SINGAPORE: In a recent case that stirred conversations about professional obligations and confidentiality, Singapore’s High Court ruled on whether accessing confidential workplace information without authorization could be justified to expose perceived unfair practices. This complex case delves into the delicate balance between an employee’s duty to investigate potential misconduct and their obligation to maintain confidentiality professionally.
The worker’s dilemma — Investigating safety concerns
According to a recent article published by HRD Asia, a healthcare worker employed by Singapore Health Services, the country’s largest public healthcare provider, argued that accessing confidential patient records without permission was essential for documenting and addressing potential safety issues in his workplace. According to the worker, his employer had failed to follow appropriate termination procedures, and he was denied the opportunity to defend himself. To further his claims, he accessed sensitive information, citing concerns about fairness and workplace safety.
The case raised questions about when an employee’s actions, driven by good intentions, may cross professional boundaries.
Should the desire to investigate misconduct justify breaching confidentiality, or should employees follow more formal channels to address such concerns?
Confidentiality and professional ethics — The weight of responsibility
The worker’s actions were scrutinised when it was revealed that he had accessed patient records without proper authorization on more than 100 occasions. While the worker admitted to breaching confidentiality, he maintained that his motives were to uncover unfair treatment and protect patients. Accessing unauthorized patient records brought attention to the ethical boundaries set by the Singapore Medical Council’s Ethical Code and Guidelines, which unequivocally prohibit doctors from accessing confidential patient information if they are not directly involved in the patient’s care.

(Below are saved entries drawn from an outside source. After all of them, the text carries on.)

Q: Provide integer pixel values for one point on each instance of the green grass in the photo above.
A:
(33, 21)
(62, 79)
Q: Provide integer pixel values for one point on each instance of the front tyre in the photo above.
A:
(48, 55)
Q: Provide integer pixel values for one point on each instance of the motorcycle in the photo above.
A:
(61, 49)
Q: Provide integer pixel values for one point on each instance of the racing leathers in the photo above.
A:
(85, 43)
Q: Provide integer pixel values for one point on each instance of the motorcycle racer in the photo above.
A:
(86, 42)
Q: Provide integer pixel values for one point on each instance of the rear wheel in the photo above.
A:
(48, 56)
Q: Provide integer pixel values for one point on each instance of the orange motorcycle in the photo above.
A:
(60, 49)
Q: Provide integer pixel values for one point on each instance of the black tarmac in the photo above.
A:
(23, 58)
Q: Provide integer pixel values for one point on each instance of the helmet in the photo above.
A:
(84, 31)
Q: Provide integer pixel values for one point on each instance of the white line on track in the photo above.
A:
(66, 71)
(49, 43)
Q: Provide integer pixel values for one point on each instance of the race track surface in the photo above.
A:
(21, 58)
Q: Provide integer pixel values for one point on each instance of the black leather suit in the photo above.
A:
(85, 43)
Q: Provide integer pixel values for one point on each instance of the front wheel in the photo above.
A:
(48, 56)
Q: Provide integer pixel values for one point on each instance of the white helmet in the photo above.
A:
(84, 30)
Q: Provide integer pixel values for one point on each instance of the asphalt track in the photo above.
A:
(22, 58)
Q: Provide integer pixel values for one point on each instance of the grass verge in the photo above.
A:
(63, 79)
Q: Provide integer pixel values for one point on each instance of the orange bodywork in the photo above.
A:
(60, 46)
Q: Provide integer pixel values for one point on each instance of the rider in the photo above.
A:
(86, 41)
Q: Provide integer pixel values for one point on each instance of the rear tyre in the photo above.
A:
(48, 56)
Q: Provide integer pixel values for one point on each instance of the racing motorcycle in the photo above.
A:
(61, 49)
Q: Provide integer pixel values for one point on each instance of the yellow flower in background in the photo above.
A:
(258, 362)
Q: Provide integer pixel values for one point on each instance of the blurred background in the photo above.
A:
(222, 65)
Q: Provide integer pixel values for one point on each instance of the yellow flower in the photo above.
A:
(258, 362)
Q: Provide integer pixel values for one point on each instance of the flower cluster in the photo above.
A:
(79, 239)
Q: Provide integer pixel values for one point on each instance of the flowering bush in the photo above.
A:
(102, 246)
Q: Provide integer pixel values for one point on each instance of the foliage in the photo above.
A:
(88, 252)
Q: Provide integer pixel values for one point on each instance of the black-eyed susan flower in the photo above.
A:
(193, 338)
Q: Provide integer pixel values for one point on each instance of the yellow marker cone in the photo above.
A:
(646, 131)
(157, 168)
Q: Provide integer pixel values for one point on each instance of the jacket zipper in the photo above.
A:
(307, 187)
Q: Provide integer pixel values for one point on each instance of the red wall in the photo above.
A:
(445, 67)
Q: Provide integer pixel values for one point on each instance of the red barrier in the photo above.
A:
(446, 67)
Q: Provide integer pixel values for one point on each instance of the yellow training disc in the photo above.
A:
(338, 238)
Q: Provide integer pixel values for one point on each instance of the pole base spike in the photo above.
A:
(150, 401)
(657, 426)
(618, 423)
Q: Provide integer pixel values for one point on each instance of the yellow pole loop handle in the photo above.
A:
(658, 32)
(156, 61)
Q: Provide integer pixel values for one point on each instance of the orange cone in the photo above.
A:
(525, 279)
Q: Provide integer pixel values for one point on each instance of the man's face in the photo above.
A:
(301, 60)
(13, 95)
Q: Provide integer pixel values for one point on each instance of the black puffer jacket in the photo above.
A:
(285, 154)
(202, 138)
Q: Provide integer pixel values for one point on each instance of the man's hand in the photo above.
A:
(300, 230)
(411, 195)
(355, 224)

The employer’s investigation revealed that the worker had accessed the records of over 70 patients, many of whom had no relation to his department. This breach, which occurred despite direct counselling from his superiors to stop, raised serious concerns about the limits of professional responsibility and the appropriate channels for raising such safety concerns.

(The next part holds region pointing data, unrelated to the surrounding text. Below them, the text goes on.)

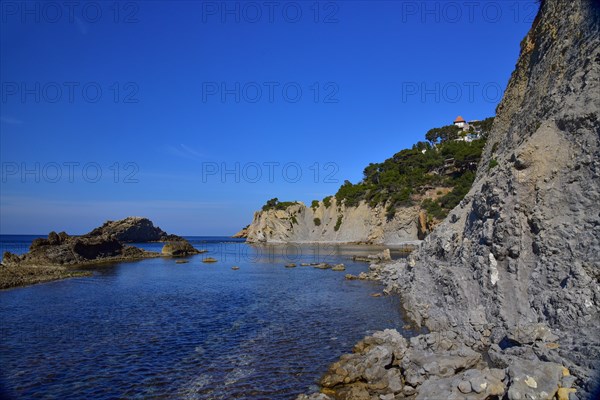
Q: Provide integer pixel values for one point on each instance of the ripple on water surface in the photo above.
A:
(156, 329)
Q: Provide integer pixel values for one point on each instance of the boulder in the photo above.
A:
(179, 248)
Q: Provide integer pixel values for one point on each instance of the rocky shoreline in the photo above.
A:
(508, 284)
(448, 364)
(61, 256)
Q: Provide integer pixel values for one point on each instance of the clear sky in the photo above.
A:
(194, 113)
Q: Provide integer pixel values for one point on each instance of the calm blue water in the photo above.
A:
(157, 329)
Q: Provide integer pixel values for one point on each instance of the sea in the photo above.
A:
(157, 329)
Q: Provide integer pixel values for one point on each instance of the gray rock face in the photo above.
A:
(523, 247)
(361, 224)
(514, 271)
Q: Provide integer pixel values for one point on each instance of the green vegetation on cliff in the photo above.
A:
(443, 161)
(448, 159)
(275, 204)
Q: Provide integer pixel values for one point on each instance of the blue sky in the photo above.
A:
(195, 113)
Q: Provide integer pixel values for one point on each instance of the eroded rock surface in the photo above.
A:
(514, 271)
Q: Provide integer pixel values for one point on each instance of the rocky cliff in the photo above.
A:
(524, 245)
(362, 224)
(514, 271)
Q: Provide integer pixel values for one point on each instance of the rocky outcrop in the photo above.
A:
(133, 230)
(436, 366)
(514, 270)
(243, 233)
(180, 248)
(51, 258)
(523, 245)
(64, 250)
(334, 223)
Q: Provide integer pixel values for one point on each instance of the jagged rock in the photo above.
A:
(534, 380)
(180, 248)
(422, 225)
(132, 230)
(361, 224)
(522, 247)
(243, 233)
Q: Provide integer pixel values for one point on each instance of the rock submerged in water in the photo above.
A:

Workplace safety vs. company policy
From the employer’s perspective, the breach of confidentiality was a clear violation of workplace rules. The healthcare institution had strict policies to prevent unauthorized access to confidential information, which were outlined in the worker’s employment contract. Clause 39.2 of the agreement expressly prohibited accessing unauthorized information, with data breaches being grounds for immediate dismissal. The court also referenced the organization’s disciplinary policies, which stipulated that such breaches were harmful to patient trust and could result in severe consequences for the employees involved.
Despite the worker’s claim that he had acted in the best interest of the patients, the employer’s investigation determined that the worker’s actions were not justified. The worker’s colleague, whom he accused of mishandling patient care, was found to have received additional training due to the workplace restrictions imposed during the COVID-19 pandemic—not favouritism, as the worker had alleged. The investigation revealed that multiple committees had examined the worker’s complaints and breaches, offering him a chance to defend his position at each stage.
The court’s final verdict — Upholding confidentiality
Ultimately, the court dismissed the worker’s claims of wrongful termination and negligence, underscoring the importance of confidentiality in healthcare settings. While the court acknowledged that patient safety concerns should always be taken seriously, it emphasized that employees should follow the proper channels for reporting such issues rather than resorting to unauthorized investigations.
The judgment reinforced that rules of natural justice do not necessarily apply in private contracts, such as employment agreements, unless explicitly stated otherwise. In this case, the court concluded that patient safety concerns should be reported to the relevant authorities, not investigated by employees. Breaching confidentiality for a personal investigation was deemed inappropriate, no matter the employee’s intent.
This case reminds us that while workplace misconduct must be addressed, maintaining the integrity of professional standards and safeguarding confidentiality are paramount. Employees must navigate these complexities carefully, balancing their duty to investigate misconduct with their responsibility to protect confidential information and follow appropriate channels for raising concerns.